Hacker News new | ask | show | jobs
by PhDuck 1855 days ago
The main problem with both algorithms is that they seem overly sensitive, many times neither of the options seemed to be offensive.
1 comments

That's true. I could have added a "Neither is offensive" button, but my goal was just to show that you can't really tell the difference between what Twitter is doing and random chance and I thought that "Neither" would dilute that.
I think the quiz as it stands is a good way to demonstrate how bad twitter is. In particular I got a few sets of tweets that were identical and had to choose one as offensive at random.

I think a better measure of how accurate a filter is overall would be to show 1 tweet and response at a time and pick offensive or not offensive and then compare to the algorithms.

An earlier idea I had for this was to put two tweets side by side and ask the user to say which tweet was more offensive. Then, I figured I could use the ELO rating system to come up with an "Offensive score" for each tweet. e.g. "This tweet has an offensiveness of 2200" or something like that. I could then compare the average offensiveness of tweets that Twitter considered offensive versus not.

I wound up not going with that approach because many times you just have two completely innocuous tweets and picking which of the two of them is "more offensive" is just arbitrary. I could have curated the tweets so that only ones that were kind of offensive were in the quiz, but then I might be putting my thumb on the scales to get the answer I already believed in. I'd also need to get lots of ratings for each Tweet to have a stable score.
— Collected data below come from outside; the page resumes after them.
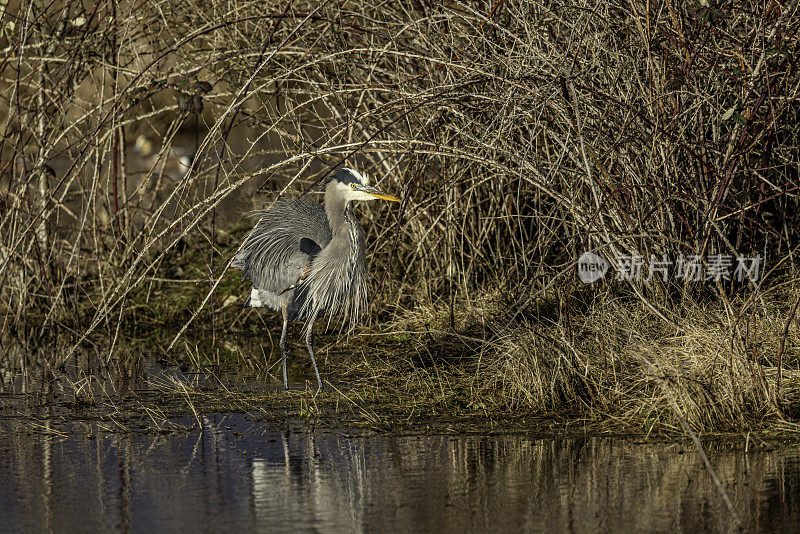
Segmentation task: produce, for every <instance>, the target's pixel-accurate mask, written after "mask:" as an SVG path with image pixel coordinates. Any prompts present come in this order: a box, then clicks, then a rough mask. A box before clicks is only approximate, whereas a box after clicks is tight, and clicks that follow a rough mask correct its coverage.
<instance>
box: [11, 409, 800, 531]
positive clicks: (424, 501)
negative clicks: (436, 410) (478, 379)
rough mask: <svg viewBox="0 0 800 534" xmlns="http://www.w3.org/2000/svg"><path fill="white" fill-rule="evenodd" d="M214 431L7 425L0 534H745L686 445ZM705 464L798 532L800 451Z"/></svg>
mask: <svg viewBox="0 0 800 534" xmlns="http://www.w3.org/2000/svg"><path fill="white" fill-rule="evenodd" d="M201 421H202V424H203V428H204V431H203V432H202V433H201V432H199V431H191V432H184V433H180V434H177V435H175V434H172V435H161V436H154V435H149V434H140V433H114V432H107V431H104V430H103V429H102V427H103V426H107V427H110V426H111V424H110V423H73V424H72V427H71V428H72V431H71V432H70V433H68V434H66V435H58V434H56V435H52V434H50V435H46V434H45V433H42V432H41V431H40V430H37V429H36V427H35V426H34V425H32V424H31V423H29V422H26V423H22V422H20V421H17V420H13V419H4V420H0V530H2V531H8V532H50V531H53V532H86V531H112V530H121V531H136V532H163V531H171V532H220V531H226V532H236V531H245V532H247V531H269V532H274V531H294V530H304V531H308V530H312V531H320V532H332V531H348V532H349V531H381V530H386V531H404V532H419V531H422V532H430V531H435V532H445V531H454V532H463V531H475V530H480V531H532V532H592V531H609V532H620V531H622V532H662V531H685V532H698V531H734V530H735V524H734V522H733V520H732V518H731V515H730V513H729V512H728V510H727V509H726V508H725V506H724V504H723V501H722V499H721V497H720V494H719V493H718V492H717V491H716V489H715V488H714V486H713V483H712V481H711V478H710V477H709V475H708V473H707V472H706V471H705V469H704V468H703V465H702V461H701V459H700V458H699V456H698V455H697V454H696V453H695V452H694V451H693V450H692V448H691V446H689V445H674V444H673V445H670V444H658V443H645V444H642V443H635V442H632V441H628V440H615V439H605V438H584V439H575V438H570V439H566V438H546V439H541V438H534V437H529V436H526V435H494V436H489V435H462V436H448V435H393V434H389V435H387V434H372V433H364V432H362V431H353V432H349V431H347V430H335V429H334V430H330V429H328V430H313V429H310V428H308V427H305V426H303V425H300V424H299V423H292V424H285V425H283V426H275V424H274V423H273V424H265V423H259V422H257V421H253V420H251V419H249V418H248V417H247V416H244V415H227V416H223V415H217V416H206V417H202V416H201ZM186 424H187V425H189V424H190V422H189V421H186ZM708 452H709V456H710V458H711V461H712V463H713V464H714V466H715V468H716V470H717V473H718V475H719V477H720V479H721V480H722V483H723V484H724V485H725V487H726V489H727V491H728V493H729V495H730V497H731V500H732V501H733V504H734V507H735V508H736V511H737V513H738V514H739V516H740V517H741V519H742V521H743V525H744V530H746V531H753V530H757V531H775V532H789V531H793V530H794V531H797V530H798V528H800V451H798V450H793V449H779V450H774V451H772V452H763V451H762V452H753V451H751V452H748V453H745V452H744V451H743V450H734V449H732V448H729V447H728V448H726V447H722V446H717V447H714V446H709V450H708Z"/></svg>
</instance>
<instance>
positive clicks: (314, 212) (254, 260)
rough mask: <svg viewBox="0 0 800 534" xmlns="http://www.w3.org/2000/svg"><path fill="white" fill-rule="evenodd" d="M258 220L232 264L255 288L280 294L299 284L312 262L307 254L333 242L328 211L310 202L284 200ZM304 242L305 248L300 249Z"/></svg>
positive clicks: (300, 200) (271, 207)
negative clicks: (311, 261) (291, 285)
mask: <svg viewBox="0 0 800 534" xmlns="http://www.w3.org/2000/svg"><path fill="white" fill-rule="evenodd" d="M256 213H257V215H258V216H259V220H258V222H257V223H256V225H255V227H254V228H253V230H252V231H251V232H250V234H249V235H248V236H247V239H246V241H245V243H244V245H243V246H242V248H241V250H240V251H239V253H238V254H236V258H235V259H234V262H233V265H234V266H236V267H240V268H241V269H242V270H243V271H244V275H243V276H246V277H248V278H249V279H250V280H251V281H252V282H253V287H254V288H255V289H260V290H266V291H272V292H274V293H278V294H279V293H281V292H282V291H284V290H285V289H286V288H288V287H289V286H291V285H292V284H294V283H296V282H297V280H298V278H299V277H300V276H301V275H302V273H303V269H304V268H305V266H306V265H308V262H309V261H311V255H310V254H309V253H308V252H310V251H314V250H315V247H314V246H313V245H311V244H310V243H308V241H309V240H310V241H312V242H313V243H314V244H316V248H318V249H322V248H324V247H325V246H326V245H327V244H328V243H330V241H331V229H330V226H329V225H328V218H327V216H326V215H325V210H324V208H323V207H322V206H320V205H319V204H316V203H314V202H310V201H307V200H282V201H278V202H276V203H275V204H273V205H272V206H270V207H269V208H268V209H266V210H260V211H258V212H256ZM301 241H302V244H303V247H302V248H301Z"/></svg>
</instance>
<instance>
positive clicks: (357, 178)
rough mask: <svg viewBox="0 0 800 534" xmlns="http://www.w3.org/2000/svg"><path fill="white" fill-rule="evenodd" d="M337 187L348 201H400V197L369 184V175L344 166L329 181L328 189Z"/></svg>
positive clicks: (339, 192) (336, 192)
mask: <svg viewBox="0 0 800 534" xmlns="http://www.w3.org/2000/svg"><path fill="white" fill-rule="evenodd" d="M331 188H335V191H336V193H338V194H339V195H341V196H342V198H344V199H345V200H347V201H351V200H375V199H376V198H379V199H383V200H391V201H392V202H400V199H399V198H397V197H395V196H392V195H389V194H387V193H384V192H383V191H381V190H380V189H378V188H377V187H373V186H371V185H369V180H367V177H366V176H364V175H363V174H361V173H360V172H358V171H357V170H355V169H350V168H348V167H343V168H341V169H339V170H337V171H336V172H335V173H333V177H332V178H331V180H330V182H328V189H331Z"/></svg>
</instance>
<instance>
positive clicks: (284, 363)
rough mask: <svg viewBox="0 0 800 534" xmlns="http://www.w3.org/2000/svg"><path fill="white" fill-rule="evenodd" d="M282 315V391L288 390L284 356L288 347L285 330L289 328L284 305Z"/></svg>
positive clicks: (281, 359) (282, 308) (285, 365)
mask: <svg viewBox="0 0 800 534" xmlns="http://www.w3.org/2000/svg"><path fill="white" fill-rule="evenodd" d="M281 312H282V314H283V330H281V343H280V346H281V364H282V367H283V389H289V381H288V380H287V379H286V356H287V352H288V347H287V346H286V330H287V328H288V326H289V314H288V313H287V312H286V304H285V303H284V305H283V306H281Z"/></svg>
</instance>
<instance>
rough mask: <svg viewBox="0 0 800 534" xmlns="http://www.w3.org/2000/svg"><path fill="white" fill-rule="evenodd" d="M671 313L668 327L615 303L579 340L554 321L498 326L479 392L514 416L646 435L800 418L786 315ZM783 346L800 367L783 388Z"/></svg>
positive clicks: (786, 377) (798, 379) (586, 325)
mask: <svg viewBox="0 0 800 534" xmlns="http://www.w3.org/2000/svg"><path fill="white" fill-rule="evenodd" d="M794 292H795V293H796V292H797V288H796V287H795V289H794ZM786 293H787V294H788V293H790V292H788V291H787V292H786ZM785 302H786V301H782V303H783V304H782V306H775V308H780V307H784V308H785V306H786V304H785ZM774 304H775V303H774V302H773V305H774ZM671 311H672V315H673V316H676V317H680V319H679V321H678V322H677V324H675V325H666V324H664V323H663V321H660V320H658V319H657V318H654V317H653V316H652V315H651V314H648V313H647V312H646V310H643V309H642V307H641V306H639V305H638V303H637V302H636V301H630V300H629V301H619V300H614V299H611V298H608V297H607V298H606V299H604V300H603V301H601V302H596V303H595V306H593V307H591V308H589V309H588V310H587V313H586V314H585V315H579V316H576V317H573V318H572V324H573V325H575V327H574V328H575V330H574V331H573V334H572V335H570V332H569V331H568V330H567V329H566V328H565V327H564V326H563V325H562V324H559V323H558V322H555V321H552V320H549V319H542V320H540V321H538V322H536V321H531V322H529V323H528V324H526V325H524V326H514V327H512V328H510V329H508V328H502V327H497V325H495V330H498V328H499V334H498V337H497V342H496V344H495V345H494V350H489V351H487V355H484V368H483V369H481V370H480V371H479V372H478V373H476V375H475V383H476V388H477V389H478V390H479V391H481V392H483V393H484V394H485V395H487V396H491V397H493V398H494V399H495V402H497V403H499V404H500V405H502V406H505V407H507V409H509V410H510V411H512V412H515V413H519V412H523V413H524V412H525V411H532V412H534V413H540V414H552V413H559V412H571V413H574V414H580V415H582V416H584V417H588V418H589V419H592V420H608V421H609V422H610V423H612V424H615V425H620V426H622V427H625V426H628V425H629V426H633V427H637V428H640V429H641V428H642V427H644V428H645V429H652V428H654V427H655V428H658V429H664V428H674V429H676V428H680V418H681V417H682V418H683V419H684V420H685V421H686V422H687V423H688V424H689V425H690V426H691V427H692V428H693V429H695V430H698V431H708V430H715V431H731V430H734V431H738V430H742V429H748V428H749V429H754V428H763V427H765V426H768V425H769V423H770V422H775V421H787V420H791V419H792V418H794V417H796V416H797V413H798V412H797V410H798V407H800V403H799V402H798V401H799V400H800V395H798V394H799V393H800V373H798V371H797V370H796V369H797V362H798V357H800V328H797V326H796V324H792V325H791V327H790V328H789V329H788V330H786V329H785V328H784V325H782V324H780V323H778V322H777V321H775V318H776V317H780V315H779V314H777V313H774V312H776V311H778V310H777V309H773V310H770V311H771V312H773V313H758V314H754V315H753V316H752V317H750V318H748V320H747V321H748V322H749V323H750V324H748V325H747V326H745V325H738V326H737V325H732V324H731V322H730V321H729V318H728V316H727V314H726V311H725V309H724V307H723V306H721V305H708V306H706V307H703V308H701V307H699V306H697V305H696V304H690V305H687V306H685V307H683V308H681V309H680V310H677V309H673V310H671ZM782 311H783V312H785V310H782ZM743 322H744V321H743ZM746 329H748V330H749V335H748V336H747V337H746V338H745V337H740V336H741V334H742V333H744V331H745V330H746ZM781 345H783V347H784V358H785V359H784V365H786V363H787V362H788V361H791V362H792V363H791V364H789V365H787V367H791V368H792V369H793V370H791V371H787V370H784V371H783V373H782V377H781V378H782V383H781V385H780V389H779V387H778V373H777V366H776V364H777V355H778V354H779V349H780V347H781ZM673 403H675V404H677V407H678V413H676V411H675V409H674V408H673Z"/></svg>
I think your idea is pretty interesting. It would allow a conclusion like "The average tweet Twitter marks as offensive is X% likely to offend a rater." I was coming at it more from a "Twitter's offensive identification is like random chance" perspective rather than just trying to assess quality. If I had considered this idea while creating the quiz I might have gone with it!

Dunno, the quiz is pretty much impossible to complete as it is now. I never managed to get past the second question without encountering a neither.